Rituximab in the Treatment of Thymoma-Related Minimal Change Disease
- Glomerular Diseases: Case Reports
November 02, 2023 | Location: Exhibit Hall, Pennsylvania Convention Center
Abstract Time: 10:00 AM - 12:00 PM
Category: Glomerular Diseases
- 1402 Glomerular Diseases: Clinical, Outcomes, and Trials
- Nie, Yuxin, Zhongshan Hospital Fudan University, Shanghai, Shanghai, China
Thymoma may cause autoimmune-related kidney disease.

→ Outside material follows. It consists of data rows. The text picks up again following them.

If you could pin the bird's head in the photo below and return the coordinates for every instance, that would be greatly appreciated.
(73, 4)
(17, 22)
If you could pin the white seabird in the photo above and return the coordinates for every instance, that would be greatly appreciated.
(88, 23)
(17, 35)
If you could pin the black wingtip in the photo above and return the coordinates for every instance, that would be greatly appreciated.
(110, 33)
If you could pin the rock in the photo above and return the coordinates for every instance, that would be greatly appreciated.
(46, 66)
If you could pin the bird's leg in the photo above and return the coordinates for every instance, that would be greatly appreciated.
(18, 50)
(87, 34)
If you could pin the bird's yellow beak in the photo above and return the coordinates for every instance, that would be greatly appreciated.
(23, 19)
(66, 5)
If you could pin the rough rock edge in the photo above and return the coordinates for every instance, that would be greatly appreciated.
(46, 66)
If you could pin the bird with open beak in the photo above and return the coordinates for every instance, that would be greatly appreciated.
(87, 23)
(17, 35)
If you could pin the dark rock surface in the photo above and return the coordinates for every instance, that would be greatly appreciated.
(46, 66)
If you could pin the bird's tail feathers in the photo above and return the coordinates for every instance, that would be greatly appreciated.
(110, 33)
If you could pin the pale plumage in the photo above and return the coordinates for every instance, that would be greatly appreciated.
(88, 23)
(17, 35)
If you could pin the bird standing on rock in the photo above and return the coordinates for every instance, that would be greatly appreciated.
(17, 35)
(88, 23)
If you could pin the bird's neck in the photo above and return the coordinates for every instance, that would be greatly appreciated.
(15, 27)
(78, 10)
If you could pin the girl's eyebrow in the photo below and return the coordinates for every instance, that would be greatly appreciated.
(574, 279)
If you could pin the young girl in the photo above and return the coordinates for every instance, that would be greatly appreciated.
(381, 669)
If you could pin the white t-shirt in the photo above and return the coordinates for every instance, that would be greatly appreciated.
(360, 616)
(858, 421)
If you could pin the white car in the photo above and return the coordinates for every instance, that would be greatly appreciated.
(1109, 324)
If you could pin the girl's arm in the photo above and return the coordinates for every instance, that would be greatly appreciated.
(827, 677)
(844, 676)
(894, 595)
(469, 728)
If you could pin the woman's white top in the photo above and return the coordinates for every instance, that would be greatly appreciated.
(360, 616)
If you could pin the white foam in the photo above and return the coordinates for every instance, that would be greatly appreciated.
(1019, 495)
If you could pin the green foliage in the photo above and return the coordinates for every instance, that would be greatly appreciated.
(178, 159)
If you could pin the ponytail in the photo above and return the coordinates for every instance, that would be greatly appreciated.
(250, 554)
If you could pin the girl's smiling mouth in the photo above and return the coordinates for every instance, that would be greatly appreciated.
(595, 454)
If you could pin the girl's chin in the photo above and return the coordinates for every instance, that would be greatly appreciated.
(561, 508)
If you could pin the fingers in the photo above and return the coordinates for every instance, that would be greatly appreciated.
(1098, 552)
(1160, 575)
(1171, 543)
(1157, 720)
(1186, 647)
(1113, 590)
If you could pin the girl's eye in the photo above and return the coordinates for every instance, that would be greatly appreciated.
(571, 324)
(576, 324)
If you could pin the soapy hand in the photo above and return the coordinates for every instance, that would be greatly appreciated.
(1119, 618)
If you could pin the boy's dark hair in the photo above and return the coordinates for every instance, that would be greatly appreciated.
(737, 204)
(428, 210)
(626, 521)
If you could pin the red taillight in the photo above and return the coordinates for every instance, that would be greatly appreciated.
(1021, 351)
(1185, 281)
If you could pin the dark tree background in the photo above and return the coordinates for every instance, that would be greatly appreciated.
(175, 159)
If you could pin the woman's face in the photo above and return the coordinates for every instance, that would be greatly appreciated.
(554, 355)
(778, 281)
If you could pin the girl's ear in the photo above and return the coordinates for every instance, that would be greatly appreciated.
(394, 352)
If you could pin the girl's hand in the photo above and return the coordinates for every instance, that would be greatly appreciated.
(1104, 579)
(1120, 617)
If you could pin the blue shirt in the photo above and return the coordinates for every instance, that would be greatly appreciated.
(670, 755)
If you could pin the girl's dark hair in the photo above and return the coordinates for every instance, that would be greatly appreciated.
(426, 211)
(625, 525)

This article presents two cases of thymoma-related kidney disease treated with oral prednisone in combination with rituximab. Remission of proteinuria were achieved, and shrinkage of the thymoma mass was observed on the CT scan.
Case 1: A 67y male was admitted because of foamy urine and edema. Lab tests revealed hypoalbuminemia and proteinuria. Scr increased progressively, while auto-immune antibodies were negative. Chest CT showed a mass in the anterior mediastinum. The patient underwent a right posterior hepatic lobectomy in 2020.The pathology revealed a thymoma type B2. Other past history includes hypertension and diabetes. Based on the patient's clinical manifestations, history of thymoma, and renal biopsy, the patient was diagnosed as thymoma-related minimal change disease, acute interstitial inflammation, diabetic nephropathy, and hypertensive kidney injury. Methylprednisolone was administered 240mg/d *3d, followed by prednisone 30mg/d and rituximab 375mg/m2/week *4 weeks. Remission was achieved one month after completion of the RTX course. Surprisingly, the thymoma shrank on the CT scan.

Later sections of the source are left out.